Gotcha. I only mentioned it because just this morning I had 2 delivery reciepts with "amendment to application with health statement" that were altered due to a change in health. I accepted one, I pulled the other for continued underwriting.

Yeah, I have seen many health statements especially if the policy was amended.

I am glad I do not have to be the one making the decision to disclose something after the app and exam. Since there was TIA if he had died there would have been no coverage.
 
Yeah, I have seen many health statements especially if the policy was amended.

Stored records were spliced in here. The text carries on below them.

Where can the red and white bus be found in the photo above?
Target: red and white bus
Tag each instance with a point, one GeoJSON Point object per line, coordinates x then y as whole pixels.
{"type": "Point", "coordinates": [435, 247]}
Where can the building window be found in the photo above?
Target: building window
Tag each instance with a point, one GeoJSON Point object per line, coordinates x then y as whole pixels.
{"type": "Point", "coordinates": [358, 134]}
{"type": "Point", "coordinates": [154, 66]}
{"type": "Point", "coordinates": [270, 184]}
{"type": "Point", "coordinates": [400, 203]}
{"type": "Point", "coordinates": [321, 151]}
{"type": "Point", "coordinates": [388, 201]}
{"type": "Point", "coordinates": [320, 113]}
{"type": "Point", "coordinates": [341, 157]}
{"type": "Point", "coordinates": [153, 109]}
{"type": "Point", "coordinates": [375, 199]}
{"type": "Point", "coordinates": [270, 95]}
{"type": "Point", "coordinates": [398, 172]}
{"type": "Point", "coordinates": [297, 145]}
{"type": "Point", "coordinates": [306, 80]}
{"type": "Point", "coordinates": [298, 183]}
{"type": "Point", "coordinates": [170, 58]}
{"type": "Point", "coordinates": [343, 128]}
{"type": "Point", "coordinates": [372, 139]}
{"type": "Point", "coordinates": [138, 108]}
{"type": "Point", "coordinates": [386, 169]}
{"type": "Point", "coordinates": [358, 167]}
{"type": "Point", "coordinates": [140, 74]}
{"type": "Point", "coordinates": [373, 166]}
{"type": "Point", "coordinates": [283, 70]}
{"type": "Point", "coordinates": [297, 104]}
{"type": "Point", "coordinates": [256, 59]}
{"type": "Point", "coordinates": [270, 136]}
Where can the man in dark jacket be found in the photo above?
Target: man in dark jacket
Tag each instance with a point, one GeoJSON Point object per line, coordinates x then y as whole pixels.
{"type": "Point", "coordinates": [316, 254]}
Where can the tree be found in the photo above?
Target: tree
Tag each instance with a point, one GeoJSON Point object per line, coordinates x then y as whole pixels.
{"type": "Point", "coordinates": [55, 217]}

I am glad I do not have to be the one making the decision to disclose something after the app and exam. Since there was TIA if he had died there would have been no coverage.

I can't recall ever seeing a policy that was COD without a statement of health as part of the delivery requirements. This is why it is so important to get premium with app if at all possible.

Of course, this guy might not have been eligible due to age.
 
Yes, everything was truthful.
I guess if when he recovers, he would be insurable hopefully.
Death benefit wasn't that great , but if the company will insure him anyone know how long some companies would make him wait ?

And if I could help the client in the future, it would be a win---win. Even if the commission would be greater as I am sure that premium will be greater.

I should have got in touch with him sooner.
 
What insurance company did he apply to?

When did the company request the aps? Have your client call doctor to see if the records were sent yet.

From underwriting standpoint....he's probably going to be low table rating after postpone period of aprox. 3-6 months.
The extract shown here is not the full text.